Despite obtaining a better estimate of the absolute number of molecules in a sample, it is still challenging to convert this number into the actual number of microbial cells. The calculation is often difficult because most gold-standard barcoding genes used for bacteria, fungi, and protists have multiple copies in the genome, with precise numbers varying across taxa and in unpredictable ways (Louca et al., 2018). Another problem is that some of the retrieved molecules can be derived from extracellular DNA or DNA adsorbed on cell debris or particles, i.e. correspond to non-living organisms (Torti et al., 2015).The proportion of extracellular DNA in the environment is often not known but can be estimated with different approaches (reviewed by Nagler et al., 2022). Further, because extracellular DNA is often degraded, approaches including long-read sequencing targeting larger genomic regions will likely overcome this issue. Approaches that are able to quantify or eliminate extracellular DNA can prove useful when having correct snapshots of the microbial community is crucial (e.g., when studying short-term processes with repeated observations capturing microbiome variation within host individuals) but are likely less relevant when studying processes operating at larger temporal scales (e.g., microbiome response to climate change).

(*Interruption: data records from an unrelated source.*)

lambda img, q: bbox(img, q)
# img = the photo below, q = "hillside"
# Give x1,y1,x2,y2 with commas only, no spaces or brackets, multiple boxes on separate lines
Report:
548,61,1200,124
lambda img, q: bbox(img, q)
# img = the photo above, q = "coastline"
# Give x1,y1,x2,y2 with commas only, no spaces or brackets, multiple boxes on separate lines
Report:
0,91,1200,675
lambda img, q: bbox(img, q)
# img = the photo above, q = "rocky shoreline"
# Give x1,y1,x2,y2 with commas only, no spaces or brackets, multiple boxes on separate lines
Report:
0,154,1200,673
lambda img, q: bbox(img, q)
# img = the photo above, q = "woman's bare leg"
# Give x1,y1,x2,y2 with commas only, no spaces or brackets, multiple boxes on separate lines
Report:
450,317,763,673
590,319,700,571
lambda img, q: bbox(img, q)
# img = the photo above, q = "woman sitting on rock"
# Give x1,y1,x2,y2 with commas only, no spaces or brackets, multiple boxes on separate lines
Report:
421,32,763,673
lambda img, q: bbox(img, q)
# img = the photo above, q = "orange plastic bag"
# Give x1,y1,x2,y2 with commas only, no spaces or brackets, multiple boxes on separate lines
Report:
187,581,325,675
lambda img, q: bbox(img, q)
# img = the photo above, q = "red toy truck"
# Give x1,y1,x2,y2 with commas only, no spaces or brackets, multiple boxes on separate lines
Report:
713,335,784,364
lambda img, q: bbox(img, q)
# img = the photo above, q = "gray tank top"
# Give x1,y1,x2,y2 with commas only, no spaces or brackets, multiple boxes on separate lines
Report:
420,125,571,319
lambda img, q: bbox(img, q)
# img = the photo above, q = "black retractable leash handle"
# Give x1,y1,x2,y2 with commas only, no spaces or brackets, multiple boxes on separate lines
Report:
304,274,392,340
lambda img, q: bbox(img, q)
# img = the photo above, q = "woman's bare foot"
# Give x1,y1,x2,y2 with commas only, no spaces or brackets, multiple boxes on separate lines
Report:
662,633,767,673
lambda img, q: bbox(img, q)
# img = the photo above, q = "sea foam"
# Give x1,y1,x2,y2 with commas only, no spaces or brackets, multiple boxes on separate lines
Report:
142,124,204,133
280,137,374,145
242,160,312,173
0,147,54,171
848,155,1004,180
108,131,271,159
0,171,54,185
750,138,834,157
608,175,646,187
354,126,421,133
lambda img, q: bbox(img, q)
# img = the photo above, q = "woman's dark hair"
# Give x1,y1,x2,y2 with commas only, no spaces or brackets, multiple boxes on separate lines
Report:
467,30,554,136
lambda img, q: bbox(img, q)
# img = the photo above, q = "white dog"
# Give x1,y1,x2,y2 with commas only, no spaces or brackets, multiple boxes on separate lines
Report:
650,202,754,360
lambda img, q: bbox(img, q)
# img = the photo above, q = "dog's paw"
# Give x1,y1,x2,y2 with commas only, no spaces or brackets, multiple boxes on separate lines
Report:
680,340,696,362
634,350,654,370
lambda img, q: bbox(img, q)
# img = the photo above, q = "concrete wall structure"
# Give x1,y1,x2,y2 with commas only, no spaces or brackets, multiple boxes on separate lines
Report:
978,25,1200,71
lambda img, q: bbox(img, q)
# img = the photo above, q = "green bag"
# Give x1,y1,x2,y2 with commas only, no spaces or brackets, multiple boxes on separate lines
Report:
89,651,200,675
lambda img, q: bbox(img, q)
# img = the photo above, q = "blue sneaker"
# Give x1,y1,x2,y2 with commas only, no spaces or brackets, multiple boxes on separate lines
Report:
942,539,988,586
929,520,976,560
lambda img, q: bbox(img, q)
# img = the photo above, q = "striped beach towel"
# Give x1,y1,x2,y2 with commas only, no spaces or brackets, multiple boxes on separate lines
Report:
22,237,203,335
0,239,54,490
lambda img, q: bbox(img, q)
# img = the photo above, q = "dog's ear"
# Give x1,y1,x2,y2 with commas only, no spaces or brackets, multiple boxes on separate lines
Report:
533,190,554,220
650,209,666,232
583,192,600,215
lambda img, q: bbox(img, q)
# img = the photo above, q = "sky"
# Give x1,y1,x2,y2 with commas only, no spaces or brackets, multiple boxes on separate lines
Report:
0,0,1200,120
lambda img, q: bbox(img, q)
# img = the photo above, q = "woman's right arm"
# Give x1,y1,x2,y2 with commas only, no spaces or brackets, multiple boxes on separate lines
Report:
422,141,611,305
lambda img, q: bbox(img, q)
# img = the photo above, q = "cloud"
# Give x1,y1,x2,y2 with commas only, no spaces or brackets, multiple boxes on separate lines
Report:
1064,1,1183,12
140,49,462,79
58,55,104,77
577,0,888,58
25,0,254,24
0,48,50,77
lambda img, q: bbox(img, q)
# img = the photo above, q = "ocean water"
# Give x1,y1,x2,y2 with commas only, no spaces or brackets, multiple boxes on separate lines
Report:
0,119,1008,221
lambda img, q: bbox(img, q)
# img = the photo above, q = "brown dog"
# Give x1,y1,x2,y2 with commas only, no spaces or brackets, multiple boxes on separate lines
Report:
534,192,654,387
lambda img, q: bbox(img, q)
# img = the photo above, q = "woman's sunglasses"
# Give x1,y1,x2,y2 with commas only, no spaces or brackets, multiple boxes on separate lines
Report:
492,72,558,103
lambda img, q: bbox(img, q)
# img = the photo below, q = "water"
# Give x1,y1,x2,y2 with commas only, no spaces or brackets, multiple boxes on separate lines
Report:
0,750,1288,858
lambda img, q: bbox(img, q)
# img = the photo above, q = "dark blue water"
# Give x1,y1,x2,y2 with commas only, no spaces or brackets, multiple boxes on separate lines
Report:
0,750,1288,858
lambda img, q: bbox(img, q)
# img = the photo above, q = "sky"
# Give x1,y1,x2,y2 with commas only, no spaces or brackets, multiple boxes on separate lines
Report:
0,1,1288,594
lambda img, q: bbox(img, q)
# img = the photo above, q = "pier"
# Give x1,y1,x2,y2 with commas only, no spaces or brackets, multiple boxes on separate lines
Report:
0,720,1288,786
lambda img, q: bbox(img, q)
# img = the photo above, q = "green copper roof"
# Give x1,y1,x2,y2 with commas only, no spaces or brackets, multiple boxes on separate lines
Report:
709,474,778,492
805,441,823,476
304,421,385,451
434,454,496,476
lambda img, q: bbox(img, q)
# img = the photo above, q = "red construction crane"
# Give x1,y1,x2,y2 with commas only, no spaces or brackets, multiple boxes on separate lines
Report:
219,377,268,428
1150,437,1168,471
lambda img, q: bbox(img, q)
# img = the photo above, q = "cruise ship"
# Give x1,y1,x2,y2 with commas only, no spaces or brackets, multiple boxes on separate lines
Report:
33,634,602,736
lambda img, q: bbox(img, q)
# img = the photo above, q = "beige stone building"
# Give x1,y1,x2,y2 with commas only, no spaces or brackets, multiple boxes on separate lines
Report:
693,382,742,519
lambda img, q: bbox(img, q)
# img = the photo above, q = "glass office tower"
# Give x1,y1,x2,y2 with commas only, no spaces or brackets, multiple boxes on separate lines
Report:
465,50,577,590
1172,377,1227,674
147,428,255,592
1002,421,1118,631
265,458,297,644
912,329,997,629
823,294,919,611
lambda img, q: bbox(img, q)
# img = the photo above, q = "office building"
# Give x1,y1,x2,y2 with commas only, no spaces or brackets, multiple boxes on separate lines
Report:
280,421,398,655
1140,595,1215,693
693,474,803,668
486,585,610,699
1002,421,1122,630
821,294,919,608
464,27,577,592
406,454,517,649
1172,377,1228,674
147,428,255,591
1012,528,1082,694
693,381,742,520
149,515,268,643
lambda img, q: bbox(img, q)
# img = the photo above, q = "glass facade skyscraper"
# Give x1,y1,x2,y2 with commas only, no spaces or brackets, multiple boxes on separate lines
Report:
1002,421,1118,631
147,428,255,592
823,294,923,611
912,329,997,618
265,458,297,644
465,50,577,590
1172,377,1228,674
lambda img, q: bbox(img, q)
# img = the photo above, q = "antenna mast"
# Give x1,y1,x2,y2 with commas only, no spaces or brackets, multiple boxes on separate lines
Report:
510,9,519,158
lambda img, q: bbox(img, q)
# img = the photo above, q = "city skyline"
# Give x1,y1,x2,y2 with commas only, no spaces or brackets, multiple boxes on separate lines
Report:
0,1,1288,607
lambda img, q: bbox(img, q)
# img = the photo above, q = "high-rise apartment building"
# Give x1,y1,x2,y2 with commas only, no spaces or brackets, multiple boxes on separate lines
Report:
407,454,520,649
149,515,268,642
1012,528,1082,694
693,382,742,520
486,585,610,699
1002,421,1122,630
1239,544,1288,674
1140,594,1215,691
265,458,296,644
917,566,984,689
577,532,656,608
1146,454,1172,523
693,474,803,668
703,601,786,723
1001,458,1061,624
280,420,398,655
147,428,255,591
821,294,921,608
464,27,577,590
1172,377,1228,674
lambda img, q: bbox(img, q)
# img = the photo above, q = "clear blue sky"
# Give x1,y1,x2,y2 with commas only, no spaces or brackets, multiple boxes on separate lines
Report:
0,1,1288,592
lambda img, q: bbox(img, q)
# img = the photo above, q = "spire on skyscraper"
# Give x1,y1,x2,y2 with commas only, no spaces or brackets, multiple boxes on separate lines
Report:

Lastly, incorporating site-occupancy modelling in microbiome studies presents an exciting avenue to quantify measurement uncertainty and to account for imperfect detection (e.g., Ficetola et al., 2015; McClenaghan et al., 2020; Willoughby et al., 2016). Site-occupancy models use data collected over multiple visits to sites (or across multiple technical/biological replicates) to quantify how likely it is to detect a taxon when it is present. For microbiome studies, including both biological and technical PCR replicates can enable rigorous statistical predictions regarding the true or false positive detection of microbial species within the community. Further, these predictions can be utilised to improve study design (Fukaya et al., 2022; McClenaghan et al., 2020). How many replicates of each type is required is an open question, although biological replicates may improve detection probabilities (Willoughby et al., 2016).